By Ross Kelly
SYDNEY-- Royal Dutch Shell PLC is selling a major stake in
Australia's second-largest oil and gas producer for $5.7 billion,
in the latest move by new chief executive Ben van Beurden to boost
profits after years of heavy spending.
The sale of most of Shell's shares in Woodside Petroleum Ltd. is
the biggest deal orchestrated by Mr. van Beurden since he took the
reins in January. The Anglo-Dutch company aims to sell about $15
billion in assets globally by the end of next year, and has already
raised $2.6 billion from the sale of an Australian refinery and
network of filling stations.
Woodside was once the centerpiece of a strategy that would have
given Shell an advantage over rivals scrambling to meet Asian
demand for clean-burning fuels. In 2001, Shell launched a full
takeover of the Perth-based company, but its ambitions were
thwarted by Australian lawmakers who vetoed a deal on national
interest grounds.
In more than a decade since then, Shell has spent billions of
dollars on new Australian projects that will ship cargoes of
natural gas to Asian customers with plans for several more. These
include the 52 billion Australian dollar (US$49 billion) Gorgon
project and its majority owned Prelude project, which aims to be
the world's first using technology that can process natural gas for
export at sea.
On Tuesday, Shell said it would sell a 9.5% stake to
institutional investors at a small discount to Woodside's closing
share price on Monday. Shell has also agreed to sell a further 9.5%
interest back to Woodside.
"Today's announcement is part of our drive to improve Shell's
capital efficiency and to focus our Australia growth in directly
owned assets," Mr. van Beurden said in a statement.
Shell is overhauling its strategy after cost blowouts at larger
projects and low natural-gas prices in the U.S. forced it to issue
its first profit warning in a decade. Shell's 2013 earnings fell
38% from a year earlier to $16.8 billion, while its capital
spending was 15% over initial projections, at $46 billion.

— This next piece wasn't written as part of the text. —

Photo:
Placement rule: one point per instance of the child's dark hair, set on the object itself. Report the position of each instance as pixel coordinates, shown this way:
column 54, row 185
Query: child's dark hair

This strategic shift has involved the sale of refining assets in
Europe and minority stakes in Australian and Brazilian natural-gas
projects. Shell has also halted major projects in Louisiana and
Alaska and moved to sell unprofitable U.S. shale properties.
Shell said it would bank $5 billion from the sale of the
Woodside shares after tax. It will continue to hold up to 4.5% of
the company's stock once the deals are completed, and has agreed
not to sell this remaining interest for a further 90 days.
For Woodside, uncertainty over Shell's intentions had long
weighed on its stock and worried senior management. Shell sold a
10% stake in Woodside in late 2010, raising questions about how
quickly it would look to dispose of the remaining batch of
shares.
"Shell's stock overhang was always there and from that
perspective it's a positive," said Paul Xiradis, director of
Sydney-based fund manager Ausbil Dexia. "There's still some issues
around Woodside's long-term growth and that hasn't been addressed,
but in the short-term this deal is earnings per share
enhancing."
Woodside has lots of spare cash after its Pluto liquefied
natural gas project in Western Australia state began shipping to
customers in 2012. But last month's decision to abandon a planned
$2.5 billion investment in the Leviathan natural gas discovery
offshore Israel, coupled with a two-year delay in the Browse
gas-export project in Western Australia, have left it with few
opportunities to increase production over the next few years.
"Shell's exit at an inferior price compared to its previous
sell-down price paints a grim picture for Woodside's future growth
prospects," analysts at Australian broker Macquarie said.